Mas minha história com álcool é parecida com a sua do café. Só vim beber por volta de 23 anos. Havia provado quando menor e achado uma porcaria. Não sabia o por que tomavam aquela merda e diziam que era bom. Um dia, resolvi reparar nos bebuns e, pareciam felizes. Entendi que tomavam para esquecer, e comecei a usar álcool como algo terapêutico, diria, para relaxar, mas sem extrapolar demais até parecer deselegante.
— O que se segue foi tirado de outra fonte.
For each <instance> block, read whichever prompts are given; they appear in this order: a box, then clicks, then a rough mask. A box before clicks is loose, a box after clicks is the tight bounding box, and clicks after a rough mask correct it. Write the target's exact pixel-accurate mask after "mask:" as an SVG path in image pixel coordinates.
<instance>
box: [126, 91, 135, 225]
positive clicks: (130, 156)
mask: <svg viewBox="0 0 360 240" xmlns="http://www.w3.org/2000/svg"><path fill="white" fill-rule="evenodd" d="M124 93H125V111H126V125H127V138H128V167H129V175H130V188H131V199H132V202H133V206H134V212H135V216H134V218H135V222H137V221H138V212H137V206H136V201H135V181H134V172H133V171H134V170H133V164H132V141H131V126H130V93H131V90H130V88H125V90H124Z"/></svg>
Interessante também seu Deja Vù para com o livro de Bukowski. Dele eu li muitos poemas, principalmente. Novelas li somente notes of a dirty old man e Women (notas de um velho safado e mulheres, creio, em português). Teria alguma indicação para a próxima??
Abraços.
O “Numa Fria” é uma pedida interessante.
Vou anotar na minha lista de livros!!!!
Obrigado pela dica, Marreta.
Olá, Mago.
Eu quis ser: jogador de futebol profissional, astronauta e, por fim, escritor. Não acertei em nenhum sonho. Hoje, sou apenas mais um do povo, um zé ninguém na fila do pão. Mas afirmo que estou de boa com isso, igual ao amigos anônimos de Bukowski. E posso achar que sou um escritor porque a Amazon me deixa publicar e vender livros em sua plataforma. Rs
“Contas começaram a chegar” e não pararam mais. Sobre compromissos, detesto essa obrigação social. Mas quase toda semana estou em alguma reunião, jantar ou aniversário. Detesto, mas faz parte e no final acabo aproveitando.
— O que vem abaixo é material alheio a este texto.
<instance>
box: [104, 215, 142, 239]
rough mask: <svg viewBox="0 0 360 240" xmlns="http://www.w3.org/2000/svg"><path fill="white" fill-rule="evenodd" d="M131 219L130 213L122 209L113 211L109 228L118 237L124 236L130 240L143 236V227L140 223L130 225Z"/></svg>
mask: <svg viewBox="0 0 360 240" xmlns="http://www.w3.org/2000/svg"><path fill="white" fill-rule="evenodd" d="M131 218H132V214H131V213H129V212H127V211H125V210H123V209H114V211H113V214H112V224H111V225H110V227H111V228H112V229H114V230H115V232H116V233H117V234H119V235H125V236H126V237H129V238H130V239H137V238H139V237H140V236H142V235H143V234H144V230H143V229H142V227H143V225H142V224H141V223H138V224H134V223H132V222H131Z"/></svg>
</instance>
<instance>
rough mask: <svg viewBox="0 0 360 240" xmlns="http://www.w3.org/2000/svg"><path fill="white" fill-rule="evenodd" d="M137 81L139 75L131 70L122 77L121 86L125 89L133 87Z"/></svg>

Aprendi agora a palavra/expressão dead-end job. Desconhecia.
Ótimo post, quase poético, sobre a vida do putanheiro. Não sou afim com sua obra, mas está naquela lista mental de algo a se colocar em dia.
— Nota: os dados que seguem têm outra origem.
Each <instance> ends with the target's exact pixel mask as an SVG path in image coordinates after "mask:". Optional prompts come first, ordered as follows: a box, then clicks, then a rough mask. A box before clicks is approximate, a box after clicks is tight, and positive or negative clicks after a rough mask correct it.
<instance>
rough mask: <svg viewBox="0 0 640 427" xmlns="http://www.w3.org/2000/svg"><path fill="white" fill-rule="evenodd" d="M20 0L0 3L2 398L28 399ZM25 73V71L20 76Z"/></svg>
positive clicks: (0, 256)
Você pode não ser tradutor profissional, mas a tradução ficou ótima. E, aliás, o que seria tradutor profissional nos dias de hoje?
Poema belíssimo. De início, de amargura; e, ao final, de realização. Que coisa linda. Mas ainda fica aquele “quê” de ressentimento, ao final, por ele precisar resistir tanto e seus amigos terem se conformado com tão pouco, com o banal do dia a dia. E viverem felizes assim.
“vivi com as piores mulheres”… E quem nunca?
Abraços!!!
Azar de quem nunca viveu com as piores mulheres, meu caro, azar de quem…
Olha, Marreta, ando endossando o pensamento MGTOW há um tempo (depois confere o que esses caras pensam). Não totalmente, porque sou velho demais pra mudanças e gosto de ter família etc. Mas, em regra, vínculo duradoura com mulheres só traz mais estresse do que benefícios. Se eu voltasse no tempo, evitaria 90% das mulheres com quem mantive algum relacionamento mais sério.
Olá, Neófito e Marreta.
“Não acertei em nenhum sonho. Hoje, sou apenas mais um do povo, um zé ninguém na fila do pão.” Todos somos, creio. Também escolhi muitos sonhos e não consegui ir atrás de nenhum com sucesso, alguns por que era inapto, outros por que me faltou ânimo e motivação, alguns por que não acreditei em mim até o fim. Acho que temos que ficar de boa mesmo com quem nos tornamos, a pior coisa é o martírio pelo que já passou, isso me assola as vezes.
Também detesto compromissos sociais, principalmente reuniões. Felizmente, tenho poucas para aturar.
“…a tradução ficou ótima”. Obrigado pelo elogio. Acho que tradução é uma coisa difícil, as vezes é preciso procurar as palavras para manter a construção e a rima, me referia a isso quando disse para que relevassem erros, pois não estava indo muito profundamente nisso, só fazendo uma tradução imediata, as famosas traduções feitas pelo autor, que pairam em alguns livros por aí.
Quanto as mulheres……as vezes as piores são as melhores (heheheh)
Quanto ao MGTOW: nunca fui muito fundo nisso, mas acho que têm algum sentido, deixar de lado essa gadice que os homens de hoje em dia vivem para dar prioridade a evoluir mental, física e espiritualmente. Só não acho prudente ir muito longe e virar um extremista, como aqueles caras que não querem se relacionar com mulher alguma.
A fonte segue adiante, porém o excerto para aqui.